Foto: Reprodução / Radar News

O presidente da Câmara de Vereadores de Guaratinga, na Costa do Descobrimento, Paulo Chiclete (PSD), foi preso na quarta-feira (7), junto com outros seis acusados, durante a operação “Vento Norte”. A ação combate à facção conhecida como Comando Vermelho (CV). Nas redes sociais, o edil se apresentava como defensor da família, dos esportes e das causas sociais, informou o g1.
Segundo o Ministério Público do Estado (MP-BA), o grupo usava fintechs – empresas que combinam serviços financeiros e tecnologia – para ocultar a origem dos valores. Em uma das contas investigadas, foi identificada movimentação superior a R$ 20 milhões.
Além do cumprimento do mandado de prisão preventiva, Paulo Chiclete também foi autuado em flagrante por posse ilegal de arma de fogo. As prisões ocorreram nos bairros Pequi, Juca Rosa e Sapucaieira, em Eunápolis, e nos bairros Centro e Novo Horizonte, em Guaratinga.

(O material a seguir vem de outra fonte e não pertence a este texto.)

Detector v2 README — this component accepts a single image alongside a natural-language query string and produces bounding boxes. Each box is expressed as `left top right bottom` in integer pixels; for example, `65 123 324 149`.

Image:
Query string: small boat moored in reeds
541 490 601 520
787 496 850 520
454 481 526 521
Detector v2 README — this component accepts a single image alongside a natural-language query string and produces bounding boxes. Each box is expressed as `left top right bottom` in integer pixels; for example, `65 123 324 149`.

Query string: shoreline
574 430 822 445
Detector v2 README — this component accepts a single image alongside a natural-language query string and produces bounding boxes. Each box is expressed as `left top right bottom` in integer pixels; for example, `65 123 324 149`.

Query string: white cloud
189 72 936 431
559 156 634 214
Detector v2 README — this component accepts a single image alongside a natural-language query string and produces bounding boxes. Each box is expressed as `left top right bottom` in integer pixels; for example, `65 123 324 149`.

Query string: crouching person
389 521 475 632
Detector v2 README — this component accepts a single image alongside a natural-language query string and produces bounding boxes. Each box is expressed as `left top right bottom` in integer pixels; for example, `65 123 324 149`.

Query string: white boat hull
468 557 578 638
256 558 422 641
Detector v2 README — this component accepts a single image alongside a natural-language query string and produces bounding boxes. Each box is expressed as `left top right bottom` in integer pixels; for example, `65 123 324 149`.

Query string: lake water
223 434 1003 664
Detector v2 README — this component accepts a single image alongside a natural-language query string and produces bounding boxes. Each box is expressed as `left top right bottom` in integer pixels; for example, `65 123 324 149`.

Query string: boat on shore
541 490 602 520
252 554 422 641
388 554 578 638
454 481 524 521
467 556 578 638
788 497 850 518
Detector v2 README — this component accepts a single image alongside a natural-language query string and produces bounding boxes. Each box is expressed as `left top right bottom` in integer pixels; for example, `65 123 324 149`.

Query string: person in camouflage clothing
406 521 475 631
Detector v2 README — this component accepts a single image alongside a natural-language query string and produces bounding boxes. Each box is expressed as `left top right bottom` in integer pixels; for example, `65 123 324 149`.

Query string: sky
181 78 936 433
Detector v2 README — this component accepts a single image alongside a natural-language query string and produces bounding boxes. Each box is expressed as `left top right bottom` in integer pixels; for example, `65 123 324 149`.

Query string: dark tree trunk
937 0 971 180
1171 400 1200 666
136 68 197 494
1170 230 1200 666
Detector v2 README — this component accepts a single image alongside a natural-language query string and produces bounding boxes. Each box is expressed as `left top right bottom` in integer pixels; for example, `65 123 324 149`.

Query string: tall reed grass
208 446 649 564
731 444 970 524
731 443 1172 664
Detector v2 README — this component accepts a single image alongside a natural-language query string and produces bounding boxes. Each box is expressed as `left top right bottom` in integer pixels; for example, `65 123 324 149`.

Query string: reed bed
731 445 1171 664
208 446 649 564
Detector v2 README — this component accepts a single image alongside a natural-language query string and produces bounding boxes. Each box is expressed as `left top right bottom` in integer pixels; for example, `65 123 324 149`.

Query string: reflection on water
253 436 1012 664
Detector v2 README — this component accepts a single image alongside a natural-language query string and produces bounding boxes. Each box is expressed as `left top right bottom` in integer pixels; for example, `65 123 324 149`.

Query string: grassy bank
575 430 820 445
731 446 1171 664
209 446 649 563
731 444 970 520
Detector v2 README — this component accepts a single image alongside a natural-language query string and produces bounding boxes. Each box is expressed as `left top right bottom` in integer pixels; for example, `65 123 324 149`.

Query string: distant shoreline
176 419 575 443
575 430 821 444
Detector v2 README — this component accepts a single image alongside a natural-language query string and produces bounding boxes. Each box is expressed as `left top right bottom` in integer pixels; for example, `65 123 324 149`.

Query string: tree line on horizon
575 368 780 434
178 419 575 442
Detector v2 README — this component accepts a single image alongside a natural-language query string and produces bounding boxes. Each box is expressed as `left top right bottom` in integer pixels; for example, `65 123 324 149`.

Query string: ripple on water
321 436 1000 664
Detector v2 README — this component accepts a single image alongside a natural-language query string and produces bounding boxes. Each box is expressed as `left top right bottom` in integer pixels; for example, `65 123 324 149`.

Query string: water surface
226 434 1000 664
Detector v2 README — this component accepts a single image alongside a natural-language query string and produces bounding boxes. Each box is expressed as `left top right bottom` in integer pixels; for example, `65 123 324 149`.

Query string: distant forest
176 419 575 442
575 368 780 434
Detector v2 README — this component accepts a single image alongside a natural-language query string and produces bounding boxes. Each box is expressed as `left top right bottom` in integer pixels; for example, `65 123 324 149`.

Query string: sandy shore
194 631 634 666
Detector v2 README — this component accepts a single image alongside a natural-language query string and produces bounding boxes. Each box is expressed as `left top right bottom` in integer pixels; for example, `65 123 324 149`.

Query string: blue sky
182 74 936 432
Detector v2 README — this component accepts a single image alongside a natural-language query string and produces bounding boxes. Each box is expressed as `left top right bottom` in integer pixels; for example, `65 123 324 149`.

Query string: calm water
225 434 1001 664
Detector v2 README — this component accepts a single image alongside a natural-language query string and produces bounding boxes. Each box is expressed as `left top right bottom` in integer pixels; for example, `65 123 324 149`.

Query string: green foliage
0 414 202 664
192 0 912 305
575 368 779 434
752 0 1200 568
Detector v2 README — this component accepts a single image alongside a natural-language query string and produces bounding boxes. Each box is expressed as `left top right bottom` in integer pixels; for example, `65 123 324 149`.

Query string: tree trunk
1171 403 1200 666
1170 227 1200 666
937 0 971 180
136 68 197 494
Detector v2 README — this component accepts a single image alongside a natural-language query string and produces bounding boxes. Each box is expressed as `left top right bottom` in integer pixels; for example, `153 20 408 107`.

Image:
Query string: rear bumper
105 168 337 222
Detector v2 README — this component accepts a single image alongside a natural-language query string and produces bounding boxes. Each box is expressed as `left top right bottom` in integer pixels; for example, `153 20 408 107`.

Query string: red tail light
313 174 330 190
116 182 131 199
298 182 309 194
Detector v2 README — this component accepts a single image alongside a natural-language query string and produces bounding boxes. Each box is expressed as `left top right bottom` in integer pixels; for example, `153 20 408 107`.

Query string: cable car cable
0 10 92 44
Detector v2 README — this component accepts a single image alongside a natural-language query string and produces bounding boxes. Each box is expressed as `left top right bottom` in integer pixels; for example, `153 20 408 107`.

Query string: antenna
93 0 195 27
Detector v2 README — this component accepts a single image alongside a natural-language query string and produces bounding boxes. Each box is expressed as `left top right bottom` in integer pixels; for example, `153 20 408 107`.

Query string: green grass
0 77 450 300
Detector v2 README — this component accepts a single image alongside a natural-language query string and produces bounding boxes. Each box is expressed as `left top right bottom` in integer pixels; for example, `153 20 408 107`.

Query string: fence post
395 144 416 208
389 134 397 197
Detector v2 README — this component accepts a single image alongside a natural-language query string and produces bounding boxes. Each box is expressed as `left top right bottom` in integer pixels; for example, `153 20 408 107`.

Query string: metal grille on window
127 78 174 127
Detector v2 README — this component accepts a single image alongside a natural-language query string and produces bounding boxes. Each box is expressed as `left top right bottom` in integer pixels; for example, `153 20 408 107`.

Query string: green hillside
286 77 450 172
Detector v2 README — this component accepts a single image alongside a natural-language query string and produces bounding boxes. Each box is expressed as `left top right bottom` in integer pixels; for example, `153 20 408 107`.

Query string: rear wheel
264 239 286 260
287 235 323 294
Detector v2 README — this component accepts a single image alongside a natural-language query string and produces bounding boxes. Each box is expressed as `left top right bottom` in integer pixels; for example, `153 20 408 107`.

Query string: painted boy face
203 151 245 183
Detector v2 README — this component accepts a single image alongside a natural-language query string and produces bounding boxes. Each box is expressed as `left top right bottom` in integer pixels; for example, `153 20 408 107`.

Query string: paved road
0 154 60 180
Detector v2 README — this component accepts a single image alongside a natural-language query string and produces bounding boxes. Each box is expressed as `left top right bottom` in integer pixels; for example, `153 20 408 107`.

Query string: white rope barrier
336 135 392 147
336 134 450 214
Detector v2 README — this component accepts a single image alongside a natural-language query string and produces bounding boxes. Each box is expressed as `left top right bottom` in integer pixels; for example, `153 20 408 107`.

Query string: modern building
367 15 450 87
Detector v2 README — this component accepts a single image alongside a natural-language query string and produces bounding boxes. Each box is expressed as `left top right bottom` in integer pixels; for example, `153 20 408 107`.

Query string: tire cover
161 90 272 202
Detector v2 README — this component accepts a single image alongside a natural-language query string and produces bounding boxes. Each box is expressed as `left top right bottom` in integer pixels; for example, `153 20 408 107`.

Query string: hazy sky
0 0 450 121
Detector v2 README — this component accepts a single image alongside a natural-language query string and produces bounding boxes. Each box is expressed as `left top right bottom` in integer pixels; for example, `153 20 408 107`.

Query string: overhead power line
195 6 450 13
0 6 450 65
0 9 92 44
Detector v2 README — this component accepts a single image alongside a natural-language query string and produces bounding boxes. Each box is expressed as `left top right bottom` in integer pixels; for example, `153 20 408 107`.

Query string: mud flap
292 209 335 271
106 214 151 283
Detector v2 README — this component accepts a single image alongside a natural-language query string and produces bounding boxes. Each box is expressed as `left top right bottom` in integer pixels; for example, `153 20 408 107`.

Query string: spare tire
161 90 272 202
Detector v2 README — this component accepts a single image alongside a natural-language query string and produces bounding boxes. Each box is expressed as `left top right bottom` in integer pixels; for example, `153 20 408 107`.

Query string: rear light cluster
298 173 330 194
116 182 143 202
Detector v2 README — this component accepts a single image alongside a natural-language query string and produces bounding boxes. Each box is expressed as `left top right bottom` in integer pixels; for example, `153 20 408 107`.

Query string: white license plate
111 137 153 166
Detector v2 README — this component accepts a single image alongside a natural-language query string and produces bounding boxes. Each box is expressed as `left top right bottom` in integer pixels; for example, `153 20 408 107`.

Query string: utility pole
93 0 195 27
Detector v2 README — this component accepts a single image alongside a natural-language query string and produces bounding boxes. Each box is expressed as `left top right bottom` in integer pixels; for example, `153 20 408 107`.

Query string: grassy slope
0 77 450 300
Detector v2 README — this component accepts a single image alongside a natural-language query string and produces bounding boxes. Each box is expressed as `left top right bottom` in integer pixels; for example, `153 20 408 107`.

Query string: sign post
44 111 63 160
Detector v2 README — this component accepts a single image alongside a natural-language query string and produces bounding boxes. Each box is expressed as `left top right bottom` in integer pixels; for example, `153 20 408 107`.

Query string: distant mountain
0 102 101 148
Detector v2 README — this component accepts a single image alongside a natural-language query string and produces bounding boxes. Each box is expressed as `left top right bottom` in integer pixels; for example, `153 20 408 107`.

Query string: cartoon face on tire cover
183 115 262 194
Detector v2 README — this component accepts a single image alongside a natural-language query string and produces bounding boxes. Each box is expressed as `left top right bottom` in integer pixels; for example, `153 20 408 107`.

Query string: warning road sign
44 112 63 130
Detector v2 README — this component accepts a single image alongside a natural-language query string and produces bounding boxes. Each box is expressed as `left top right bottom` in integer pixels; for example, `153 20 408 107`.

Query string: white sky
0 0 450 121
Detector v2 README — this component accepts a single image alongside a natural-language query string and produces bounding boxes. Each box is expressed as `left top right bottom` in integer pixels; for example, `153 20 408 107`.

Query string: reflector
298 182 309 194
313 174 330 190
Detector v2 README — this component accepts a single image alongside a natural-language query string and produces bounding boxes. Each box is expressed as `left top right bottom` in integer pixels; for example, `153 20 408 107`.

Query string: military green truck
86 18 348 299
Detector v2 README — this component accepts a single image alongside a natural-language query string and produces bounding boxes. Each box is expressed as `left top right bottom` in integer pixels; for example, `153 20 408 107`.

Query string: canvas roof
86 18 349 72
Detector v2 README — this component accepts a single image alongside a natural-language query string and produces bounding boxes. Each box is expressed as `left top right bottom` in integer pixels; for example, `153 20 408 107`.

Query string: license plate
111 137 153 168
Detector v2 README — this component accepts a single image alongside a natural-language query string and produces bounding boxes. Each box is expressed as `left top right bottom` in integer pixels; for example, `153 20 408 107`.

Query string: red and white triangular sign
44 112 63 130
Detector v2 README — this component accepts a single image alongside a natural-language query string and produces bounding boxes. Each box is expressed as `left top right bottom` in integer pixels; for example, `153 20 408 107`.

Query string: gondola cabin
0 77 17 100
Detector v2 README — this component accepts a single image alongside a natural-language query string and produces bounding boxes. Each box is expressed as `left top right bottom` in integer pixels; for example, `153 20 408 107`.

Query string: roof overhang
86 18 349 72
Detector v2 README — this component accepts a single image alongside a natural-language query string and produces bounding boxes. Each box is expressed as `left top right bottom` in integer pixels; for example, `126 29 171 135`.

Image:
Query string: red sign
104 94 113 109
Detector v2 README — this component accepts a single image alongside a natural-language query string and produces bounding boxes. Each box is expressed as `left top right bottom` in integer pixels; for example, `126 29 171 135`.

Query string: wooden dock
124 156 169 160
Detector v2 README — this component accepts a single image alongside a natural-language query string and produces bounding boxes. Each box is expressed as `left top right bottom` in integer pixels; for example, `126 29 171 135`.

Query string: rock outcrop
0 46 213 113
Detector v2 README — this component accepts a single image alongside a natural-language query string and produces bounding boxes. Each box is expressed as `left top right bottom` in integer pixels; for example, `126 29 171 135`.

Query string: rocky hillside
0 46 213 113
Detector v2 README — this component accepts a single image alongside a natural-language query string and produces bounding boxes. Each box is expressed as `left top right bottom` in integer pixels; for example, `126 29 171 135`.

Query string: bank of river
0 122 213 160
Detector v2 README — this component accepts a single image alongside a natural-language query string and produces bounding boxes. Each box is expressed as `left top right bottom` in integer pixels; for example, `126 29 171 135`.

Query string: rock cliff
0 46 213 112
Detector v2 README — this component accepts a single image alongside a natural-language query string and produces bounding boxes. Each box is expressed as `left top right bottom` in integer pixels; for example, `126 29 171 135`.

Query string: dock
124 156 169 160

Outros cinco mandados foram cumpridos no sistema prisional, sendo dois no Espírito Santo, um em Minas Gerais, um no Rio de Janeiro e um na Bahia, onde os investigados já estavam custodiados. A operação também determinou o bloqueio de R$ 3,8 milhões em ativos financeiros, atingindo 26 contas bancárias vinculadas aos suspeitos.
As medidas foram autorizadas pela Justiça da Comarca de Belmonte. Paulo Chiclete, de 39 anos, é natural de Guaratinga e exerce o primeiro mandato como vereador.
A defesa do legislador afirma que ele é inocente e sustenta que a prisão ocorreu no mesmo período em que chegou ao município uma precatória com valor superior a R$ 26 milhões, considerada um tema relevante no cenário político local. Segundo os advogados, o vereador está à disposição da Justiça para prestar esclarecimentos.
Em nota, a defesa declarou que não teve acesso integral aos documentos que fundamentaram as medidas judiciais e defendeu cautela na análise do caso, ressaltando a importância do respeito ao devido processo legal.
O posicionamento também menciona que Paulo Chiclete havia defendido publicamente o acompanhamento da aplicação dos recursos da precatória pela Câmara Municipal. Ainda segundo a defesa, aliados manifestam preocupação com possíveis impactos da ausência do presidente nas decisões relacionadas ao uso desses valores.
A defesa conclui afirmando que o parlamentar “está tranquilo, confiante e à disposição da Justiça”, e que os fatos serão esclarecidos no decorrer das investigações.